In countless cases, as I have mentioned before, the son of a peasant becomes a priest not from any special vocation for Holy Orders, but in order to make a living for himself and his relatives. His stipend is probably something under forty pounds a year, paid, as a rule, by the Government, and he usually has a small podere a kind of miniature glebefrom which he naturally does all in his power to extract some addition to his income. As to his miracle-working picture or statue, if his church is fortunate enough to possess one, he very often does not believe in its powers himself, and if you possess his confidence he will probably hint as much to you. But it is a valuable asset an attraction belonging to the paese which it is to his own and to the common interest to ” boom ” to the best of his ability.

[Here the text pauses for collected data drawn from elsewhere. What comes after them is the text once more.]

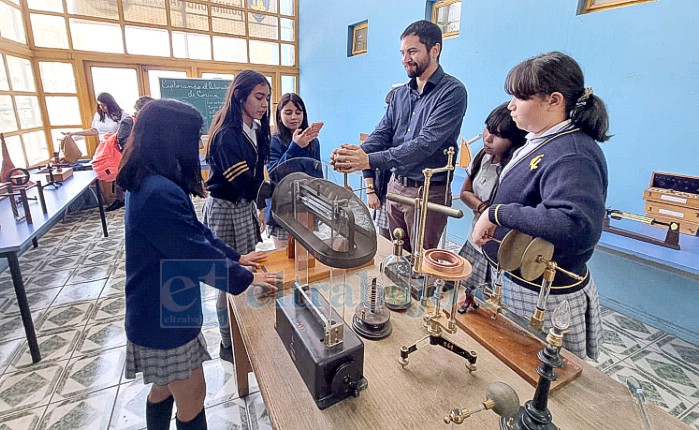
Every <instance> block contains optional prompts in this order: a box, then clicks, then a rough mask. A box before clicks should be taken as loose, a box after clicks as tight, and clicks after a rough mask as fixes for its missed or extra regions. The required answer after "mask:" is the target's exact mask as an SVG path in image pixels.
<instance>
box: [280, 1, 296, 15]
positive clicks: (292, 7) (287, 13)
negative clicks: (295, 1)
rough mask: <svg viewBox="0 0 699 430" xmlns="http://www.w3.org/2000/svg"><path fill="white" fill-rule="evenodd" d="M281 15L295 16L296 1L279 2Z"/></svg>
mask: <svg viewBox="0 0 699 430" xmlns="http://www.w3.org/2000/svg"><path fill="white" fill-rule="evenodd" d="M279 13H281V14H282V15H291V16H294V15H295V11H294V0H279Z"/></svg>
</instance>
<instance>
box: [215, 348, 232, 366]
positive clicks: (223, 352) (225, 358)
mask: <svg viewBox="0 0 699 430" xmlns="http://www.w3.org/2000/svg"><path fill="white" fill-rule="evenodd" d="M218 356H219V357H220V358H221V360H224V361H227V362H229V363H231V364H233V346H229V347H228V348H226V347H224V346H223V343H221V345H220V346H219V348H218Z"/></svg>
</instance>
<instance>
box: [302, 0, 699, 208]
mask: <svg viewBox="0 0 699 430" xmlns="http://www.w3.org/2000/svg"><path fill="white" fill-rule="evenodd" d="M576 7H577V1H575V0H567V1H562V0H487V1H464V2H463V3H462V12H461V13H462V15H461V34H460V35H459V36H458V37H456V38H452V39H448V40H445V41H444V47H443V54H442V58H441V64H442V66H443V67H444V69H445V70H446V71H447V73H450V74H452V75H455V76H456V77H458V78H459V79H461V80H462V82H464V84H465V85H466V87H467V88H468V91H469V107H468V111H467V113H466V118H465V120H464V122H463V127H462V136H464V137H466V138H470V137H471V136H474V135H475V134H476V133H478V132H480V131H481V130H482V127H483V120H484V119H485V117H486V116H487V114H488V112H490V110H491V109H492V108H493V107H495V106H496V105H498V104H499V103H501V102H503V101H505V100H507V99H508V96H507V94H506V93H505V92H504V90H503V81H504V78H505V76H506V74H507V72H508V70H509V69H510V68H511V67H512V66H514V65H515V64H517V63H518V62H519V61H521V60H523V59H525V58H528V57H531V56H533V55H536V54H539V53H542V52H547V51H551V50H560V51H563V52H566V53H568V54H570V55H572V56H573V57H574V58H576V59H577V60H578V61H579V63H580V64H581V66H582V67H583V70H584V72H585V77H586V81H587V85H588V86H592V87H593V88H594V91H595V93H596V94H597V95H599V96H600V97H602V99H603V100H604V101H605V102H606V103H607V107H608V109H609V114H610V118H611V132H612V133H613V134H614V135H615V136H614V138H613V139H612V140H611V141H609V142H607V143H605V144H602V147H603V149H604V152H605V154H606V156H607V162H608V164H609V176H610V177H609V179H610V187H609V197H608V205H609V206H613V207H615V208H619V209H622V210H625V211H629V212H637V213H641V212H643V200H642V193H643V190H644V189H645V188H646V187H648V185H649V181H650V177H651V173H652V172H653V171H665V172H673V173H681V174H688V175H699V162H698V161H697V149H696V148H697V144H696V142H695V141H694V136H693V133H692V134H690V127H691V125H692V124H693V123H694V121H695V117H696V115H697V108H698V107H699V102H698V101H697V100H698V97H697V96H698V94H697V93H698V90H697V88H698V87H699V85H697V82H696V80H697V79H699V77H698V76H697V75H698V74H699V73H698V72H699V49H697V46H698V45H699V43H698V42H699V26H697V25H696V22H695V18H696V17H697V16H699V14H698V12H699V2H697V1H696V0H661V1H658V2H653V3H644V4H639V5H634V6H629V7H624V8H619V9H614V10H609V11H602V12H596V13H590V14H585V15H576ZM424 13H425V1H424V0H382V1H375V0H372V1H369V0H354V1H351V2H329V1H320V0H300V1H299V18H300V22H299V32H298V34H299V65H300V80H299V90H300V93H301V95H302V96H303V98H304V100H305V101H306V105H307V107H308V109H309V113H310V117H311V118H310V119H311V120H313V121H317V120H323V121H325V128H324V129H323V131H322V133H321V136H320V139H321V143H322V146H323V155H324V158H327V157H328V155H329V153H330V151H331V150H332V148H334V147H336V146H337V145H339V144H340V143H342V142H352V143H354V142H357V140H358V136H359V133H360V132H370V131H372V130H373V128H374V127H375V125H376V124H377V123H378V121H379V120H380V118H381V116H382V115H383V110H384V96H385V95H386V93H387V92H388V89H389V88H390V86H391V85H392V84H394V83H400V82H405V81H406V80H407V77H406V75H405V71H404V70H403V67H402V65H401V62H400V54H399V49H400V41H399V36H400V34H401V32H402V31H403V29H404V28H405V26H406V25H407V24H409V23H411V22H413V21H416V20H418V19H422V18H424ZM364 20H368V21H369V37H368V44H369V52H368V54H366V55H361V56H356V57H350V58H348V57H347V49H346V48H347V26H348V25H351V24H354V23H357V22H361V21H364ZM479 146H480V145H478V146H476V147H474V151H475V150H477V149H478V147H479ZM461 175H463V173H461Z"/></svg>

In a certain church in Campania there are some stones which occasionally undergo the not uncommon and purely natural process of sweating. This is regarded, of course, as a supernatural phenomenon by the people.

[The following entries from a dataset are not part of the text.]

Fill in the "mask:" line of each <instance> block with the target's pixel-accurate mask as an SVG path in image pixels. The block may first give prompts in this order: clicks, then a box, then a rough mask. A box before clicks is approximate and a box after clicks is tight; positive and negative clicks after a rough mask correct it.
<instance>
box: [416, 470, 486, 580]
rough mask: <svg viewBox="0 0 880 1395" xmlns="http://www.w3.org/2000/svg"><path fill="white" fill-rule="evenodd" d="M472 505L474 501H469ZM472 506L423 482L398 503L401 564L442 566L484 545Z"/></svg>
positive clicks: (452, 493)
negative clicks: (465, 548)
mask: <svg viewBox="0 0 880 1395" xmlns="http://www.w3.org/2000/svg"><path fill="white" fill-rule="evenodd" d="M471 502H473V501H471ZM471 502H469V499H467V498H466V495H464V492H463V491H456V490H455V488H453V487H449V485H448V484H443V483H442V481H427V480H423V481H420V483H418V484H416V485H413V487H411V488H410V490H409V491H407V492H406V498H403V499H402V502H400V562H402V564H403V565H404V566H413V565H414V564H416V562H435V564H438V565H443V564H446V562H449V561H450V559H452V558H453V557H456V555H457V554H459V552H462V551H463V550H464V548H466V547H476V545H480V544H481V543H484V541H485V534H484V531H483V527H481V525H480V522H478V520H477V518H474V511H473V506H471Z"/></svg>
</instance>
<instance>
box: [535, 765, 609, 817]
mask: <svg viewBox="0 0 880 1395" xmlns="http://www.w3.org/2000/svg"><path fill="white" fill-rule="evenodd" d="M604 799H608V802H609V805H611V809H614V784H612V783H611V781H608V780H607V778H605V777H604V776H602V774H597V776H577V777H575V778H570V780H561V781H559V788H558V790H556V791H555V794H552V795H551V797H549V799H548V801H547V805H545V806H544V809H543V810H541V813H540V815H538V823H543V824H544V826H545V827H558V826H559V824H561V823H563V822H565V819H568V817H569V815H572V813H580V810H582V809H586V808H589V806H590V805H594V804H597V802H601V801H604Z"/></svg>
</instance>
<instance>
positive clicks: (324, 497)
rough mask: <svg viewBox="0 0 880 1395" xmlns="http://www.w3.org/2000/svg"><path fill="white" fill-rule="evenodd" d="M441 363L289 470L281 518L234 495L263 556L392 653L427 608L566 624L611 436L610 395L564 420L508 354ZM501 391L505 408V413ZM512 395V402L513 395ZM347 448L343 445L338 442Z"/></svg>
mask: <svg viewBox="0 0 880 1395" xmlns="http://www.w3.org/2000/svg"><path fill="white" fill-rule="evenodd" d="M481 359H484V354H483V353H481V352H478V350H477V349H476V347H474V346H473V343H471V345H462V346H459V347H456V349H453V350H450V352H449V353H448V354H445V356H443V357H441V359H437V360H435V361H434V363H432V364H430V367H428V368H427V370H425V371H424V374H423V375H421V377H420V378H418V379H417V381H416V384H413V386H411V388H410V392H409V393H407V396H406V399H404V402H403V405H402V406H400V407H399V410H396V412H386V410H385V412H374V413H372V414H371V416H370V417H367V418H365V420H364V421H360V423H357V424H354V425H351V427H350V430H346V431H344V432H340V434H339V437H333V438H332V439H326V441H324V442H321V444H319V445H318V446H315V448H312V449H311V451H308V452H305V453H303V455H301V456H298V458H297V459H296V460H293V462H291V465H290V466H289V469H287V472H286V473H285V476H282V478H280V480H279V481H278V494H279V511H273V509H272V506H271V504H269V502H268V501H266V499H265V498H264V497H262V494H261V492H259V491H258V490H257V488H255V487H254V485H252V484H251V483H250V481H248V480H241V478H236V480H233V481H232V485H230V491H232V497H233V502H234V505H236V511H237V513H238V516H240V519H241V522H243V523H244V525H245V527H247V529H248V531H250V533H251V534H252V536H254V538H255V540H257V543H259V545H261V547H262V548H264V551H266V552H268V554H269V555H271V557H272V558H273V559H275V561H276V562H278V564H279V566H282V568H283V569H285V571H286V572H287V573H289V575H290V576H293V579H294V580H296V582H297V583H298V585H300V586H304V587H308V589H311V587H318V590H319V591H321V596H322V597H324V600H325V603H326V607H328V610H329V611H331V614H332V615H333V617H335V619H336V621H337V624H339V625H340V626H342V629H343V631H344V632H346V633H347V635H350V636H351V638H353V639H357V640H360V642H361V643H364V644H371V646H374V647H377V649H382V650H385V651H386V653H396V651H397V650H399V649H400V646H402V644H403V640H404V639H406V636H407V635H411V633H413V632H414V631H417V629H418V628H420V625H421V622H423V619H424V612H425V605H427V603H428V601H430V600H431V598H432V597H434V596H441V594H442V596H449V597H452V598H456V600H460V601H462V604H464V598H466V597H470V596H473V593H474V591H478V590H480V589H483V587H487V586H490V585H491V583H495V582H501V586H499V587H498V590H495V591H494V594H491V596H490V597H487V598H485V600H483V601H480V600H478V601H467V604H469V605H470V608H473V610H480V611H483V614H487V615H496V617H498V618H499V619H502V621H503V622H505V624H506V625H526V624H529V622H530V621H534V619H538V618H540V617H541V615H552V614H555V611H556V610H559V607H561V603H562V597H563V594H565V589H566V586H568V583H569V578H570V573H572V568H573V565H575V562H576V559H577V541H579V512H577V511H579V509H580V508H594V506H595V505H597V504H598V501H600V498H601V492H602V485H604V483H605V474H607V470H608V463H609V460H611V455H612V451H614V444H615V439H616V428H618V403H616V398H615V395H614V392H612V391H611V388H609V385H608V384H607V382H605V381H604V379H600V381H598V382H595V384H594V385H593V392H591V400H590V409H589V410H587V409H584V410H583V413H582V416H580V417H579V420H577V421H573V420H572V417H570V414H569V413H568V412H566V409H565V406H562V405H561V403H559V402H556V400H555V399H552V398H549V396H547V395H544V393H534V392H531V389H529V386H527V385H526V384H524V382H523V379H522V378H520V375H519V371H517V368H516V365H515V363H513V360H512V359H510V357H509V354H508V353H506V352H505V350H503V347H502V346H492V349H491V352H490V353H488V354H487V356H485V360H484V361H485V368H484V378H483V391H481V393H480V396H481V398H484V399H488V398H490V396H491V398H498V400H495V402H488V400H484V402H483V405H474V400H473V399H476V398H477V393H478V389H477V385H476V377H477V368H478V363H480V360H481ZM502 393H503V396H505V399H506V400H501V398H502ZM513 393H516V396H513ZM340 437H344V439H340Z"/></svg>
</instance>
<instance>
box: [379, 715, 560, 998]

A priest was appointed to the Church whose honesty was superior to his judgment. He ventured to attempt to persuade the people that the weeping of the stones was due not to the sorrows of the Madonna, but to certain atmospherical conditions, and created a riot by doing so, in which he very nearly lost his life. In this case, however, he had offended the genuine faith of his flock ; for in southern Italy faith still exists, and is none the less genuine because it manifests itself in very debased forms. Were a priest to be equally honest in a country town or village of northern or central Italy, he would run little risk of offending the faith of his people, but his honesty would be speedily checked by an intimation that he was damaging their pecuniary interests and the local reputation of their paese ; and that he must either do what was expected of him, or the place would be made too hot to hold him. As to the pecuniary sacrifices so often made by members of the lower classes, and especially among the peasants, who are in reality utter sceptics as to the genuineness of the pious myths recounted to them, I believe that something more than mere business principles enters. There is a lurking fear lest after death things might turn out to be as the priests had represented themand a feeling that in order to guard against any unpleasant surprises of this description it would be more politic to have something to the credit side in Domeneddio’s ledgers. After all, if we come to analyse the matter, the same feeling probably exists in most of us ; and hence the power of the priesthood in every age and of every creed, Christian and otherwise.